The output of the concentrator can be reduced if necessary by covering individual facets. If all facets are used, they concentrate the solar radiation by a factor of 17.5.
Other features of the SoCRatus:
- High tracking accuracy: deviation is less than 0.1 degrees.
- Angular range with respect to the solar azimuth angle: -100 to 100 degrees.
- Angular range with respect to the solar elevation angle: 10 to 62.6 degrees.
- Aperture area: 8.8 m2.
- Nominal distance between focal plane and facets: 2500 mm.
- High reflectivity of the facets even in the ultraviolet (UV) range of solar radiation.
- Maximum nominal angle of incidence on the focal plane: 36.6 degrees.
- Typical relative standard deviation of the radiant flux density in the focal plane: 2.4 per cent.
A spectrometer records the spectral radiant flux density in the focal plane in the wavelength range from 250 to 850 nanometres. The intensity of the direct solar radiation is measured with a pyrheliometer attached to the concentrator structure.
Four identical fluid circuits are available for the flow through of reactors. In each of these circuits, fluid consisting of water and an electrolyte as well as any suspended photocatalyst particles and other substances is conveyed from a storage tank to the reactors. To set certain temperatures, the mixture is passed through a heat exchanger before entering the reactor, to which a temperature control unit with a heating and cooling capacity of 5 kilowatts is connected.

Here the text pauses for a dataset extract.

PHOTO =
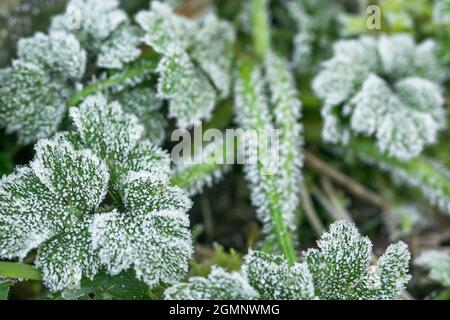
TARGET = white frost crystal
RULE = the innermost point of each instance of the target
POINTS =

The gas produced by photocatalytic or photoelectrochemical reactions is analysed using a micro gas chromatograph with regard to possible proportions of hydrogen (H2), oxygen (O2), nitrogen (N2), methane (CH4), carbon monoxide (CO) and carbon dioxide (CO2) as well as other components as required. The quantity of gases produced, in particular the energy carrier hydrogen, and the spectrally recorded radiant power injected provide information about the properties, such as efficiency and stability, of the systems analysed.
In addition to using concentrated solar radiation in the focal plane, it is also possible to test reactors with non-concentrated solar radiation. In this case, these are attached to the concentrator structure and tracked (two-axis/single-axis) or held in a defined position, depending on the specification.
The development of the test stand was funded by the Federal Ministry of Education and Research as part of the HyCats project.